Stories like that really leap out at me these days. For the past few months, I’ve been experimenting with learning through interaction with GPT-4. While some subjects work better than others and GPT-4’s lack of personality can make the lessons a bit dry, it never gets annoyed at my questions or belittles my ignorance. I suspect more and more people will find that they prefer learning from chatbots to being taught by humans.

(Later) As one example of how I have been learning from GPT-4, below is a conversation I have had with it over the past few days:

https://gally.net/temp/20241017exchangewithGPT-4.pdf



The core problem I think seems to be time. Everyone lower than C-level is packed full with work, no matter if in academia, government or the private sector.

So, when someone comes to me with an issue and shows they have done at least done the basic legwork, I'll be more likely to help them out than someone who just says "xyz doesn't work" but has done zero work on their own to troubleshoot it, because I don't have time to guide some junior on utterly basic stuff - and that is why so many job postings say "x years of experience" required: the existing staff is drowning and can't handle the enormous workload of training juniors.

Obviously that has negative mid- to long-term consequences as when no juniors get trained you'll eventually run out of seniors, but I have no idea how to get this fixed, especially not on a societal level.


What makes you think that the C-level is not packed with work?


I've been doing the same. Sometimes chatting with with bot gives me something I can confirm and the process feels like I'm learning more than I would had I been reading the textbook.
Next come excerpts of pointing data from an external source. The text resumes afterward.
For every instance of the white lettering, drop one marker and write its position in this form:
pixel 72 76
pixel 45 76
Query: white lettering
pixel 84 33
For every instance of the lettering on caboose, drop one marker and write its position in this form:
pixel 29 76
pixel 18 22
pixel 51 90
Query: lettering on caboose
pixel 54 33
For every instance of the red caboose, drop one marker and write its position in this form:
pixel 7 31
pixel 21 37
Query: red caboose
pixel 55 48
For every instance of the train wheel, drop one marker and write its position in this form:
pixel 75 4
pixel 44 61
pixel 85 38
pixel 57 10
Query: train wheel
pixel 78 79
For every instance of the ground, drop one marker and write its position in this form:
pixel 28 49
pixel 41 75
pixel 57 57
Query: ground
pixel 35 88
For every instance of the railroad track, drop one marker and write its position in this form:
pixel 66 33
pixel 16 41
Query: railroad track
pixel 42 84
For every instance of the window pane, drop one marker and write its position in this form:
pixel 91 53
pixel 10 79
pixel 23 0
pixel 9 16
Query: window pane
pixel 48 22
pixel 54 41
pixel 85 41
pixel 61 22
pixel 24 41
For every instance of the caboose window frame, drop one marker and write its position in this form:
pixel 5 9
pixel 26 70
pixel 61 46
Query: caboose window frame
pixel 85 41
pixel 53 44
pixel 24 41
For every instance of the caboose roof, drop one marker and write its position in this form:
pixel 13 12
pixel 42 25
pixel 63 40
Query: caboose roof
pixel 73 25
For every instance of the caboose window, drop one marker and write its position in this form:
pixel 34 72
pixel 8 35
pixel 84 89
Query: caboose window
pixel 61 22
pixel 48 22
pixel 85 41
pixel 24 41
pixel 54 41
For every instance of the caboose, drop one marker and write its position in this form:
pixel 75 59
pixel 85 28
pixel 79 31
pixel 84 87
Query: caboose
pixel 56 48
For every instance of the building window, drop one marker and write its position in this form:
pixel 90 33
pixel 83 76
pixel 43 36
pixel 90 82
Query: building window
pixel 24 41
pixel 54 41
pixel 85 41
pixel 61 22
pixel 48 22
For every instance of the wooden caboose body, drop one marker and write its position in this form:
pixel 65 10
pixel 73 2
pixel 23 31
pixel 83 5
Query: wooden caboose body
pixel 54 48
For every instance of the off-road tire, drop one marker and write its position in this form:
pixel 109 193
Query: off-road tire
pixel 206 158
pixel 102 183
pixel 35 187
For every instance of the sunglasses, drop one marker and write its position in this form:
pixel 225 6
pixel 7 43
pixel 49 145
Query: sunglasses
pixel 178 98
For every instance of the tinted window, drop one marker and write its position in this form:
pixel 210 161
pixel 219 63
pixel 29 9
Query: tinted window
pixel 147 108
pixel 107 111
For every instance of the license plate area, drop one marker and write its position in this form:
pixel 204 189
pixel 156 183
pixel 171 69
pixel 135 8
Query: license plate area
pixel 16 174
Sometimes the bot can't help, but by the time I come to that conclusion I'm now familiar enough to ask the professor in a way that doesn't feel like a waste of his time.

Your O-chem professor sounds like a jerk, but there probably is some merit, in general, to the idea that we can maximize the efficacy of teachers by thinking a bit harder about the questions first.


I read somewhere that "in the 40's and 50's they built computers for the computation, but it turned out the storage was almost more important.

Now we built AI for the cognition, but it will turn out that the patience is almost more important."


> but it will turn out that the patience is almost more important

You never used a 3D printer or other kind of slow robot, have you?

Computers are infinitely patient and relentless. That has huge implications.


ChatGPT will also teach you important skills of "trust but verify" and "how to detect straight-face lying"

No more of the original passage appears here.